History of the Beaver Hills: An Indigenous Perspective

Cree and Blackfoot groups who are often thought of as opposing one another would have shared space and resources in the Beaver Hills (Matters & Hood, 2016). Photo: K. Norton
Cree and Blackfoot groups who are often thought of as opposing one another would have shared space and resources in the Beaver Hills (Matters & Hood, 2016). Photo: K. Norton

By Bob Montgomery, Indigenous Engagement Coordinator

“It’s sort of in the middle of nowhere,” is a way people often refer to uninhabited and out of the way places. What is unconsciously implied is that there aren’t stories there but what it usually means is that we don’t know or haven’t heard those stories…yet.

The Beaver Hills Biosphere might seem like a middle of nowhere kind of place to people who haven’t been there but it is rich with stories. Cree scholar and educator, Dwayne Donald, uses the metaphor of pentimento - the visual traces of an earlier painting underneath new layers of paint - as a way of describing the stories that overlap on a landscape. We know there is something underneath, but aren’t sure what.

With the recession of glaciers approximately 5000 years ago, the Beaver Hills began to host the unique boreal vegetation that we are familiar with today (MacDonald, 2009). Human migration into the area actually predates this vegetation to between 8000-12000 years ago in seasonal cycles and based on need (ibid). However, evidence of the Blackfoot, Cree and Nakota peoples are said to have been present on these landscapes more permanently after the receding of the glaciers.

Due to the Beaver Hills proximity to the shores of Edmonton Lake (caused by glacial melt) the area was especially attractive to large mammals and, combined with the lush vegetation, the Beaver Hills became a central location for Indigenous Nations (MacDonald, 2009). Evidence of bison pounds (corral type landscape features that bison would be herded into and harvested) found by archeologists suggest the steady food source of bison meat as well as other small game and flora that allowed more permanent settlement in the area. Because food was so plentiful it was easy to share territory in contrast to clear Treaty boundaries we know today.

These archeological findings are confirmed through Indigenous oral histories; a significant and unique form of knowledge that is inaccessible to most non-Indigenous people. Matters and Hood (2016) interviewed Indigenous knowledge holders and Elders to learn about the shared history between Indigenous Nations in the Beaver Hills. These stories offer a history of Nations renegotiating territories however this was not always due to longstanding rivalry. Even Cree and Blackfoot groups who are often thought of as opposing one another would have shared space and resources in the Beaver Hills (Matters & Hood, 2016).
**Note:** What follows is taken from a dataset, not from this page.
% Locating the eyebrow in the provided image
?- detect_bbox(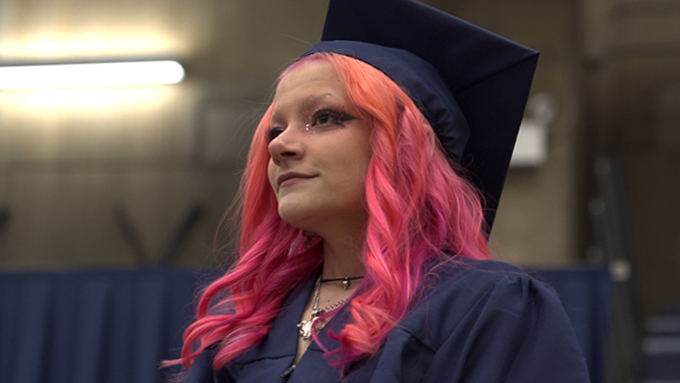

GIS software was used to locate First Nations and Métis sites in the Beaver Hills whose stories have been ‘painted over.’

Due to the dislocation of Indigenous Peoples from their territories during intense European settlement of the area, much is missing from these oral histories and connections must be rebuilt for the stories to be reclaimed and shared. A Métis resident explained that early Irish settlers to the area found large balls of unknown origin that turned out to be caches of pemmican for weary traders to sustain themselves in the Beaver Hills. There is so much to unearth beneath the brushstrokes of the stories we tell, uncovering these stories will be delicate work that brings us closer to each other as neighbours.